- Episode no.: Season 4 Episode 5
- Directed by: Tom Cherones
- Written by: Larry David
- Production code: 405
- Original air date: September 23, 1992

Guest appearance
- Stephen McHattie as Dr. Reston;

Episode chronology
| ← Previous "The Ticket" | Next → "The Watch" |
- Seinfeld season 4

= The Wallet =

"The Wallet" is the 45th episode of the NBC sitcom Seinfeld. It is the fifth episode of the fourth season of the series, and first aired on September 23, 1992. In this episode, Morty loses his wallet while visiting to see a back doctor, Jerry makes up a flimsy excuse for the watch his parents gave him being missing, George holds out for a better offer from NBC, and Elaine cannot break up with a manipulative psychiatrist.

==Plot==
Jerry's parents Morty and Helen Seinfeld are visiting to see a doctor for Morty's back pain, which developed after he slept in their own sofa bed. Jerry assures his parents that he and George are accepting the pilot order that NBC offered. Meanwhile, George, out with Susan, flatly turns down the offer as a bluff.

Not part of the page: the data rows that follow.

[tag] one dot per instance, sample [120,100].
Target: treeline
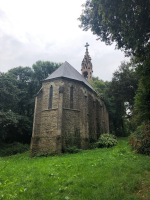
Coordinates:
[127,23]
[119,96]
[18,89]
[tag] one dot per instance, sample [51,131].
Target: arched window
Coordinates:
[71,96]
[50,96]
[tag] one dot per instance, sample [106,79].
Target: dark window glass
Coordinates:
[71,96]
[50,96]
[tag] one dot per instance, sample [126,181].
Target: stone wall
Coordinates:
[64,125]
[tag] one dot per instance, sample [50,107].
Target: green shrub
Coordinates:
[13,148]
[140,139]
[107,140]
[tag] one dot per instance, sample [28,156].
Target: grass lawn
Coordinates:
[113,173]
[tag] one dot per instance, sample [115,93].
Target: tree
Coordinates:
[18,89]
[119,96]
[126,22]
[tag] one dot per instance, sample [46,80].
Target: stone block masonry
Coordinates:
[63,125]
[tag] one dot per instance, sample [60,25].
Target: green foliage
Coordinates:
[107,140]
[140,139]
[18,89]
[142,100]
[43,154]
[106,173]
[12,149]
[128,24]
[119,96]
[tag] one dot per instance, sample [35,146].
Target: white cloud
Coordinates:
[32,30]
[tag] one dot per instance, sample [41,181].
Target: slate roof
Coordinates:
[67,71]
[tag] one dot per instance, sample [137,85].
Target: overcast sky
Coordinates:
[47,30]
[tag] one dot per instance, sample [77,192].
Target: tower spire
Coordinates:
[86,66]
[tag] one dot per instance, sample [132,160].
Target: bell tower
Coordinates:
[86,66]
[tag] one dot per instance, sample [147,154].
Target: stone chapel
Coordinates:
[68,111]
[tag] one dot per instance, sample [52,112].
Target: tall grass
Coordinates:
[100,174]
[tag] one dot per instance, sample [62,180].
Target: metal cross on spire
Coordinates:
[86,45]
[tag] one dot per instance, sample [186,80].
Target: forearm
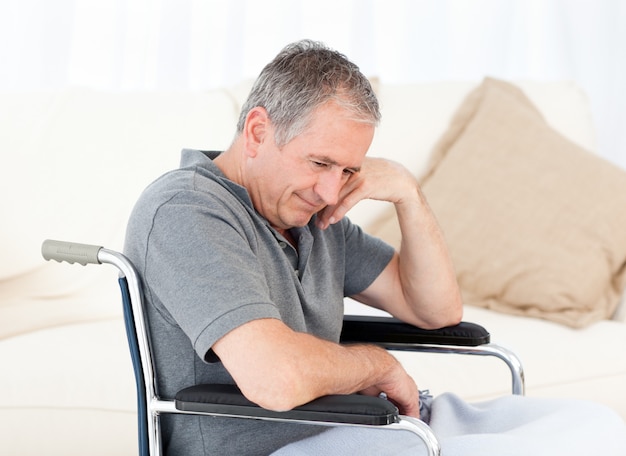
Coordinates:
[301,367]
[425,270]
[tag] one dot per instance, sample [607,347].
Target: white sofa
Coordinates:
[74,162]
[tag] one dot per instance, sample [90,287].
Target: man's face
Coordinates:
[289,185]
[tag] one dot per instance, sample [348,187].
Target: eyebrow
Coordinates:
[330,161]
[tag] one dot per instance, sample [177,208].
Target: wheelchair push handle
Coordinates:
[71,252]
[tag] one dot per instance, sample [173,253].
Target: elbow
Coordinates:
[281,391]
[449,315]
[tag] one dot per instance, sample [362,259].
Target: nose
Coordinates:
[328,187]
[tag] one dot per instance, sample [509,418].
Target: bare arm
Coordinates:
[419,284]
[279,369]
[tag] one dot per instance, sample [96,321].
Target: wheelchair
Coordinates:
[227,401]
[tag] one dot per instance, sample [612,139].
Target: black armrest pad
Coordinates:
[366,329]
[228,400]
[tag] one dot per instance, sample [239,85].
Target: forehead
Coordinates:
[334,135]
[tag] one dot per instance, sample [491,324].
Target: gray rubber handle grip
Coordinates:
[70,251]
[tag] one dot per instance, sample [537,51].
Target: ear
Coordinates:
[255,130]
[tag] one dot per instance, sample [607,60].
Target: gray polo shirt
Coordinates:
[210,263]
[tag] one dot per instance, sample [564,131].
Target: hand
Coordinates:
[378,179]
[401,390]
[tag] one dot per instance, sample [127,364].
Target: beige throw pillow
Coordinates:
[535,224]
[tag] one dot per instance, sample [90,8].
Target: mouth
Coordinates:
[314,206]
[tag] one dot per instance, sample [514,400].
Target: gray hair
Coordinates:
[302,77]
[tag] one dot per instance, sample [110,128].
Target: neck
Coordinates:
[230,162]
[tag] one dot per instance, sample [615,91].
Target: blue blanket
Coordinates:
[508,426]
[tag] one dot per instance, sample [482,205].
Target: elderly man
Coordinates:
[246,256]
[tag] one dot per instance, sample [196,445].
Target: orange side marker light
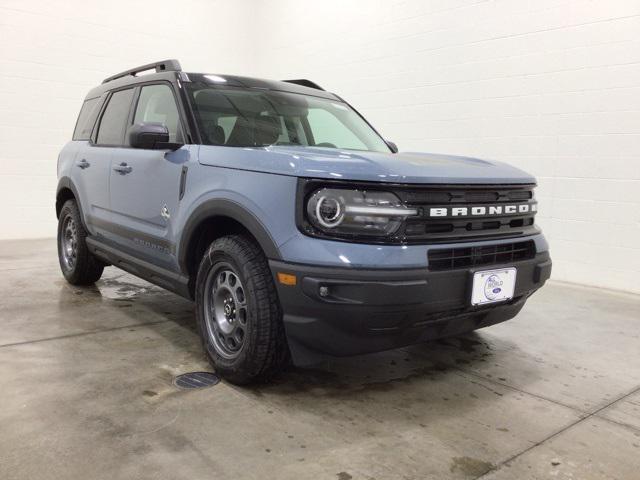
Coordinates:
[287,279]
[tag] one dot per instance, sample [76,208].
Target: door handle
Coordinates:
[123,168]
[83,164]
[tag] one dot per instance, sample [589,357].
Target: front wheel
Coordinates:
[77,263]
[238,311]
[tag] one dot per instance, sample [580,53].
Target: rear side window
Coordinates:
[114,118]
[86,119]
[157,105]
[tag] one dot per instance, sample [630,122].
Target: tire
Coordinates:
[238,312]
[77,263]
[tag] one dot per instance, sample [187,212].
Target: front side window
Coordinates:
[237,117]
[157,105]
[114,118]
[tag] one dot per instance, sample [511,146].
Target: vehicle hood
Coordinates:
[315,162]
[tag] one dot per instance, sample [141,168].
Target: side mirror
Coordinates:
[150,136]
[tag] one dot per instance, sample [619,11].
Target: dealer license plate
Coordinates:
[491,286]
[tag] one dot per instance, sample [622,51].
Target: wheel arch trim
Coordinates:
[231,209]
[66,183]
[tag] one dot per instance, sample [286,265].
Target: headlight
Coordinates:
[356,212]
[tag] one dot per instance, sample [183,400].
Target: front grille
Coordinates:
[455,258]
[427,228]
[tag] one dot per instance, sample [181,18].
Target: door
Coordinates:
[91,172]
[145,184]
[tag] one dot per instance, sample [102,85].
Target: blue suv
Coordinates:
[296,228]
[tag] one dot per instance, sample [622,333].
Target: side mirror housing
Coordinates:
[150,136]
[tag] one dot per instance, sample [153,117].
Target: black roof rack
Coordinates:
[305,83]
[163,66]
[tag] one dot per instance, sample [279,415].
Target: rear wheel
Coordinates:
[78,265]
[238,311]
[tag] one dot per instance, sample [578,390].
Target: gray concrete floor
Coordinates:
[86,393]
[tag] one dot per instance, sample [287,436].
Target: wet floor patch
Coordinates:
[194,380]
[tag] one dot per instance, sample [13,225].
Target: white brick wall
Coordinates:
[552,86]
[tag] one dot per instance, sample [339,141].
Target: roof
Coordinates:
[171,70]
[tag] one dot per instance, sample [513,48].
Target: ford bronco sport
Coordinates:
[296,228]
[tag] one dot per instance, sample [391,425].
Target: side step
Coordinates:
[162,277]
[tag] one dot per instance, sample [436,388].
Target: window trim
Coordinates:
[132,108]
[136,99]
[94,135]
[99,98]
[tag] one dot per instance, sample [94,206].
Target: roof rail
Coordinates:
[163,66]
[305,83]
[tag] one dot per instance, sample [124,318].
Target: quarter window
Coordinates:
[114,118]
[86,119]
[157,105]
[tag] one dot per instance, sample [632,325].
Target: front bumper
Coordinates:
[373,310]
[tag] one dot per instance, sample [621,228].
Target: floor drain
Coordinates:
[188,381]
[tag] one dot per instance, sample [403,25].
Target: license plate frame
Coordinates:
[493,286]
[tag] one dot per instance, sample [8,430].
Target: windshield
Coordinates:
[236,117]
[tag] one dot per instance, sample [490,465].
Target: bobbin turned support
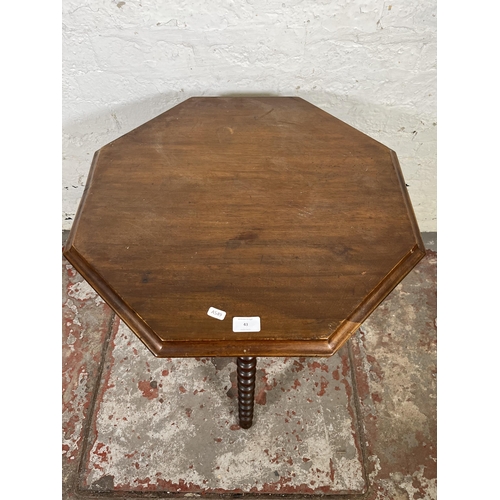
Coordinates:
[246,389]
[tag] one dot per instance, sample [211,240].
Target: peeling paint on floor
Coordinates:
[387,414]
[171,425]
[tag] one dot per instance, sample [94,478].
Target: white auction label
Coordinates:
[216,313]
[249,324]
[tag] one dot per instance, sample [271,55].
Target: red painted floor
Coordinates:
[361,424]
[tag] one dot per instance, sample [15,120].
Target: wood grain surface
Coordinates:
[264,207]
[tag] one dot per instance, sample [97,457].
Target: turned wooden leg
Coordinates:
[246,390]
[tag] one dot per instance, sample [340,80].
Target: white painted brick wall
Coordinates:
[371,63]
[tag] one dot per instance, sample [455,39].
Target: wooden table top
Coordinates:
[261,207]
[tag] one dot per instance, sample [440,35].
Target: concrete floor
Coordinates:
[361,424]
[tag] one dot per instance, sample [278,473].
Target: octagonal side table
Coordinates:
[244,227]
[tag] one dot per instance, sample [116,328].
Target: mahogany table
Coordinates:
[244,227]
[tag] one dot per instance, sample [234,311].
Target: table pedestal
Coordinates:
[246,389]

Morty and Helen notice that Jerry's watch is missing, but, unable to admit that he threw away their gift, Jerry pretends that the watch is out for repair all week. At Jerry's apartment, Morty is pleased with his new pants, while Kramer worries Helen about "Crazy" Joe Davola coming after Jerry. Kramer, knowing that the watch repair should not take so long, forces Jerry to name the supposed repair shop, and nearly blows his cover.

At the clinic, Morty is reluctant to part with his pants for an X-ray, and cannot find his wallet after returning. He accuses the doctor of swindling him, and refuses his diagnosis.

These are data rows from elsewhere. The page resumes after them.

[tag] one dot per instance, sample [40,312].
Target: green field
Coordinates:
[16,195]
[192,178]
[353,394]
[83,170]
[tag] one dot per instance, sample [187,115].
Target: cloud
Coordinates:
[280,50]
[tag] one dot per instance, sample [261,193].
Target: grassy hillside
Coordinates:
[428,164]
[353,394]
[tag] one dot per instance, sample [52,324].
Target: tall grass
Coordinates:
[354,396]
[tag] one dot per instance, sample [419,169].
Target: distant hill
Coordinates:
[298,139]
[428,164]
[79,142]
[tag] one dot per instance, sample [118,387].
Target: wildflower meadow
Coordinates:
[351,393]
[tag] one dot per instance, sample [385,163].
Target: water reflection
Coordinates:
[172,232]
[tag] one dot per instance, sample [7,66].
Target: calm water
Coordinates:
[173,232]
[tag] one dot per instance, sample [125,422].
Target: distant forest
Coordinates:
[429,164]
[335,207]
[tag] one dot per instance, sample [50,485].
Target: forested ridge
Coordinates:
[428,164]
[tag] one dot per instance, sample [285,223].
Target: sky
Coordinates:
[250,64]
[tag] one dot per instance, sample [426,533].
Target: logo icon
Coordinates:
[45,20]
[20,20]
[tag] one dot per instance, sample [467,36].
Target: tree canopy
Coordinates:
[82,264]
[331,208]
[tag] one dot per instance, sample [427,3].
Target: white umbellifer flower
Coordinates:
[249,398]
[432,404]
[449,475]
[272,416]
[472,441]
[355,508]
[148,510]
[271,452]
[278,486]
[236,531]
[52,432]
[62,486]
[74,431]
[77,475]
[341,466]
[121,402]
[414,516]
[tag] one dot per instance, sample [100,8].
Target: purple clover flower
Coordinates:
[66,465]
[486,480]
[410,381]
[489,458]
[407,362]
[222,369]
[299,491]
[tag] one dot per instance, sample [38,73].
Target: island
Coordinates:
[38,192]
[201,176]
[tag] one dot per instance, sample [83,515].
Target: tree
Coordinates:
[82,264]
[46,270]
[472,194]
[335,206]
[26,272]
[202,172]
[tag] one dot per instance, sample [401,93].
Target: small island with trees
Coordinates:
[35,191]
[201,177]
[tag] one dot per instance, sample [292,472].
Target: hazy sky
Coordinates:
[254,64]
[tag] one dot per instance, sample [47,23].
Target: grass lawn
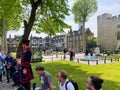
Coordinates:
[110,57]
[79,73]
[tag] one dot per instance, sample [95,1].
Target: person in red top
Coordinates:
[26,73]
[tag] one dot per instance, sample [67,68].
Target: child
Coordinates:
[1,70]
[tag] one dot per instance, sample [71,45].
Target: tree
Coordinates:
[82,10]
[40,12]
[9,19]
[91,42]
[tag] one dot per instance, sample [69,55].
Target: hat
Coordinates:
[25,42]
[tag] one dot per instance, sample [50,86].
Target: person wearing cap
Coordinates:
[26,74]
[94,83]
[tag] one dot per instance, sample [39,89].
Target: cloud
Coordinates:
[113,7]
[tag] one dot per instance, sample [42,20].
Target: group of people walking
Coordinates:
[92,83]
[20,72]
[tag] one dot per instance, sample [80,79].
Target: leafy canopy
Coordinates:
[83,9]
[10,11]
[49,15]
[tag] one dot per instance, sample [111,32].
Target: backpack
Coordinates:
[73,83]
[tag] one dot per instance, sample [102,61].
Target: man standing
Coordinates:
[26,73]
[63,82]
[9,61]
[45,79]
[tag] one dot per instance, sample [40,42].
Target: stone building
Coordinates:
[12,43]
[36,42]
[75,39]
[59,42]
[108,28]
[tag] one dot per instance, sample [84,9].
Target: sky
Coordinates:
[104,6]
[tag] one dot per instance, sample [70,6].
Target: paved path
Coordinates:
[8,86]
[77,59]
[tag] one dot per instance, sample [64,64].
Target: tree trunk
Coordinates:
[28,25]
[4,35]
[84,36]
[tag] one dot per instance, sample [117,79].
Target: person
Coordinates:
[62,80]
[3,56]
[45,79]
[64,51]
[94,83]
[71,54]
[9,61]
[44,51]
[86,52]
[26,74]
[1,70]
[91,52]
[16,74]
[56,52]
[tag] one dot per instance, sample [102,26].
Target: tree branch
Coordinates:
[25,23]
[32,2]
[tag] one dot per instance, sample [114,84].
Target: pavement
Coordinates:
[78,58]
[8,86]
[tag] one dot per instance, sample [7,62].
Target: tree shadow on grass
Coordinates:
[75,73]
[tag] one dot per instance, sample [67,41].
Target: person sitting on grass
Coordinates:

Jerry is appalled at George holding out for a better offer, since they have nothing of merit over any other contenders, but George pompously mocks Jerry. George offers up a box of Cuban cigars from Susan's father, and Kramer indiscriminately accepts. He sets his own hair on fire while lighting a cigar over Jerry's stove range.

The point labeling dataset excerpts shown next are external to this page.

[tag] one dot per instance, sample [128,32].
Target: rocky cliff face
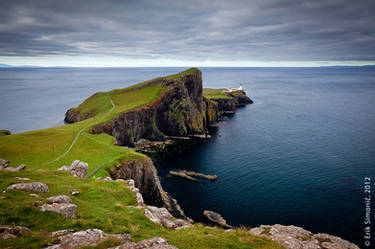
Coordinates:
[145,177]
[181,111]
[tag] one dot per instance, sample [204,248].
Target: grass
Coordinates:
[102,205]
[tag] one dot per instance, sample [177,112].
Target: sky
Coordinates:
[187,33]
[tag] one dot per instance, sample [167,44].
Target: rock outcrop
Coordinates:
[67,210]
[32,186]
[162,217]
[154,243]
[77,169]
[4,165]
[293,237]
[61,204]
[60,199]
[90,237]
[145,177]
[7,232]
[216,219]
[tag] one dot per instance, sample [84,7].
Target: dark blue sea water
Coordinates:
[297,156]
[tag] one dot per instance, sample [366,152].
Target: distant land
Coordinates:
[30,66]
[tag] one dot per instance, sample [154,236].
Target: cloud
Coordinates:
[264,30]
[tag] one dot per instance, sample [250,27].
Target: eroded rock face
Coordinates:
[60,199]
[67,210]
[77,169]
[145,177]
[293,237]
[90,237]
[4,165]
[7,232]
[32,186]
[154,243]
[162,217]
[216,218]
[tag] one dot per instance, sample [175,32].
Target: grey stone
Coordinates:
[65,209]
[7,232]
[33,186]
[162,217]
[77,169]
[293,237]
[154,243]
[60,199]
[90,237]
[216,218]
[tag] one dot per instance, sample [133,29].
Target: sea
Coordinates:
[298,156]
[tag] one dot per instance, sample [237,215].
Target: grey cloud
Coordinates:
[261,30]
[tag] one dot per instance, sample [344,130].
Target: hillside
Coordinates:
[105,205]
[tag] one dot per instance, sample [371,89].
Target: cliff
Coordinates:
[180,111]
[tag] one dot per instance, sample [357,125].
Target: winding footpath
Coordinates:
[76,138]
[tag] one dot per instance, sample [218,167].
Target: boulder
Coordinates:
[162,217]
[216,218]
[77,168]
[154,243]
[90,237]
[4,165]
[22,178]
[60,199]
[33,187]
[292,237]
[7,232]
[65,209]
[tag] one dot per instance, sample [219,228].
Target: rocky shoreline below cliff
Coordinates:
[182,117]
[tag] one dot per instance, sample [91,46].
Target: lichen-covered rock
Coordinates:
[32,186]
[154,243]
[7,232]
[293,237]
[77,168]
[216,218]
[67,210]
[162,217]
[143,172]
[90,237]
[4,165]
[60,199]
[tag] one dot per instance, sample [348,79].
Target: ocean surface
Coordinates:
[298,155]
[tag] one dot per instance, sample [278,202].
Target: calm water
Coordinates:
[297,156]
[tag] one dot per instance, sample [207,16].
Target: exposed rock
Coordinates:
[77,168]
[62,232]
[154,243]
[74,192]
[216,218]
[65,209]
[104,179]
[33,187]
[90,237]
[293,237]
[5,133]
[162,217]
[22,178]
[145,177]
[4,165]
[187,174]
[7,232]
[60,199]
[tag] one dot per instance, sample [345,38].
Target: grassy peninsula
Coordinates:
[103,205]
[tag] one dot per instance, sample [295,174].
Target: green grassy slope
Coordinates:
[102,205]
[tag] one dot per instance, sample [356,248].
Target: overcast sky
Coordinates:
[190,32]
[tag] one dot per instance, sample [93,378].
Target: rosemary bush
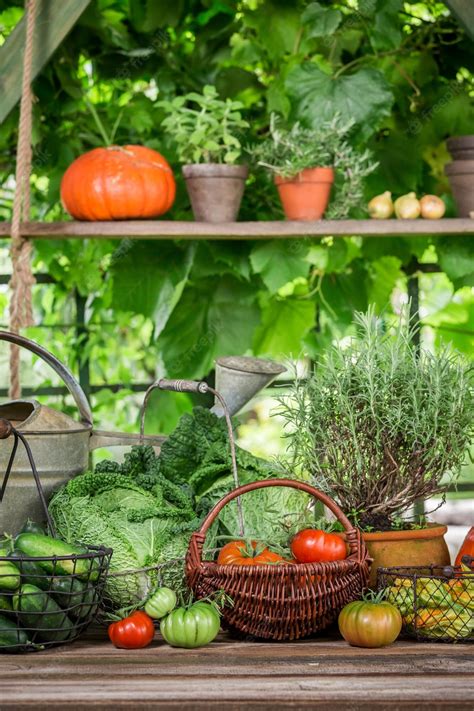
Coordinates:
[286,152]
[379,425]
[204,127]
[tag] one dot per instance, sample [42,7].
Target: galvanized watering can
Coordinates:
[61,445]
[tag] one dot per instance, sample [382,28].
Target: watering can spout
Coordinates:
[239,379]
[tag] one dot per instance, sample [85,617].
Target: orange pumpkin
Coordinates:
[118,183]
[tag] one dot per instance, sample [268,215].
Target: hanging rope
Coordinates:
[21,312]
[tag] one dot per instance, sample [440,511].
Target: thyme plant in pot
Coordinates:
[307,162]
[205,130]
[380,426]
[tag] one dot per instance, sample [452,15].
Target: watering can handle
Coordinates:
[64,373]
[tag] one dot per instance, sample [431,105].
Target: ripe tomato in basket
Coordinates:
[314,546]
[133,632]
[243,553]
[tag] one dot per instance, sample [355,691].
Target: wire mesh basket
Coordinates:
[46,600]
[436,603]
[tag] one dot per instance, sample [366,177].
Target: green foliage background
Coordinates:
[404,71]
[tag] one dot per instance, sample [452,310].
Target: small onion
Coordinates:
[381,206]
[407,207]
[432,207]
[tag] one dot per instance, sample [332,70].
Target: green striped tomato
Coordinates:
[370,624]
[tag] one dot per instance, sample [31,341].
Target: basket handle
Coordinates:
[353,536]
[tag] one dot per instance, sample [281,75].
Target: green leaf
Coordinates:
[385,33]
[320,21]
[284,324]
[383,276]
[279,262]
[342,294]
[216,317]
[276,27]
[456,256]
[149,278]
[316,96]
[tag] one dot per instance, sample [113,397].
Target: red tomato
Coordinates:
[239,553]
[314,546]
[133,632]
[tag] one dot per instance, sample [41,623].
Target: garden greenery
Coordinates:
[288,151]
[205,128]
[379,425]
[403,71]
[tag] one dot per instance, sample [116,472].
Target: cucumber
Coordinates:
[12,639]
[75,596]
[6,603]
[37,545]
[39,612]
[31,572]
[9,576]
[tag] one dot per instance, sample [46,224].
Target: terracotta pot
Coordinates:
[389,549]
[215,190]
[306,196]
[461,147]
[461,178]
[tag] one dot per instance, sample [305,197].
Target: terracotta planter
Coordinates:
[215,190]
[389,549]
[461,178]
[461,147]
[306,196]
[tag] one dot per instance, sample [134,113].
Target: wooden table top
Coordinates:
[319,674]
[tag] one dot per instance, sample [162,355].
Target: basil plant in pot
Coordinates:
[205,130]
[306,162]
[379,425]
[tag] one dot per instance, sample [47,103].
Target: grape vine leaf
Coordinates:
[385,33]
[320,21]
[216,317]
[279,262]
[284,324]
[316,96]
[149,278]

Everyone exuberantly welcomes Elaine back from her trip, but Elaine unwittingly telegraphs her struggle to break up with Dr. Reston—who is abusing his influence as her psychiatrist to manipulate her decisions. George suggests that she invent a fake lover as an excuse; unable to lie convincingly to Reston, Elaine, after much hemming and hawing, names Kramer as her new boyfriend. Reston does not yield, and pressures her to have Kramer call him.

Uncle Leo, who recommended the doctor, berates Morty at a dinner out. When Morty and Helen recognize his watch as the same as Jerry's, he reveals that he fished it out of the trash and then had it repaired at the very shop that Jerry named earlier. Jerry, realizing this was his own watch, desperately tries to distract everyone.

"The Wallet" is part 1 of a two-part story which concludes in "The Watch".

==Production==
This was the first episode in the fourth season to include Elaine in a major role, with Julia Louis-Dreyfus returning to full screentime after taking maternity leave.

==Series continuity==
The wallet was later revealed to be in Jerry's couch in "The Pilot, Part 2".

The box of cigars given to George by Susan's father, which George in turn gives to Kramer, is the same box of cigars that burns down the cabin in "The Bubble Boy". The story of the cigars continues on and is a central part of the story in "The Cheever Letters".